9.9 KiB
lean-ctx — One Binary, Same Savings as 6 Tools Combined
Response to: Claude Code Token Savings Stack — 6 layers, zero overlap, ~60% context reduction
What if one binary covers all 6 layers?
That's lean-ctx — a single Rust binary / MCP server that handles CLI compression, file read optimization, response compression, targeted context, and session knowledge. No 6 repos, no 3 programming languages, no 15-minute setup dance.
User Prompt
→ [lean-ctx ctx_knowledge] Cross-session memory → skip re-discovery
→ [lean-ctx ctx_read modes] Targeted context (map/signatures/aggressive) → skip full reads
→ LLM thinks → [CRP mode] Compact responses → no filler tokens
→ Tool calls → [lean-ctx MCP] 51 tools, compact schemas
→ Bash/CLI → [lean-ctx -c] 56 pattern modules → structured compression
→ File reads → [lean-ctx cache] Re-reads cost ~13 tokens
One install. One binary. Same result.
Benchmark Setup
- System: macOS, lean-ctx 3.6.6
- Project: lean-ctx itself (Rust + TypeScript + Python, ~50K LOC)
- Tokenizer: tiktoken cl100k_base (GPT-4/Claude tokenizer, exact counts — not char/4 approximation)
- Measurement: Built-in
lean-ctx benchmarkcommand using Rust tiktoken bindings - Reproducible:
lean-ctx benchmark run . --jsongenerates raw data
Results: Layer-by-Layer Comparison
1. CLI Output Filtering (RTK equivalent)
lean-ctx intercepts shell commands via lean-ctx -c and applies 56 domain-specific compression modules (git, cargo, npm, docker, terraform, kubectl, etc.).

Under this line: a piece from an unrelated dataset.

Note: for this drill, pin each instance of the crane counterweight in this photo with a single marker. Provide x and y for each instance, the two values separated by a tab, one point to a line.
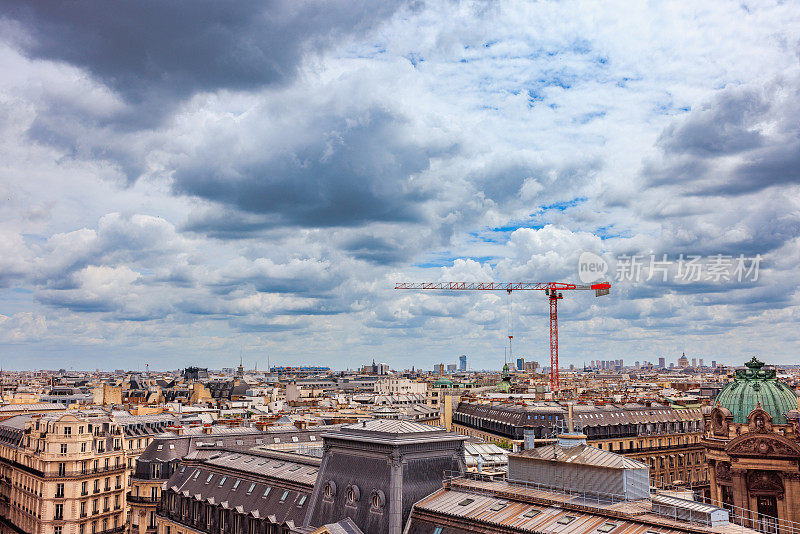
553	290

Measured on 1,794 real commands (production usage):
| Metric | lean-ctx | RTK |
|---|---|---|
| Commands measured | 1,794 | 282 |
| Total input tokens | 91,344,503 | ~195K (estimated from 117K saved at 60%) |
| Tokens saved | 54,733,233 | 117,100 |
| Savings rate | 59.9% | 60.2% |
| Avoided cost (USD) | $136.83 | — |
Per-command examples:
| Command | Raw | Compressed | Savings |
|---|---|---|---|
git log --stat -10 |
8,693 chars | 636 chars | 92.7% |
git diff HEAD~5 --stat |
3,077 chars | 179 chars | 94.2% |
git log --oneline -50 |
3,431 chars | 1,221 chars | 64.4% |
git status |
2,350 chars | 1,585 chars | 32.6% |
lean-ctx doesn't blindly filter — it pattern-matches structured output. Git stat blocks become one-liners, test results become summaries, verbose logs become actionable diffs.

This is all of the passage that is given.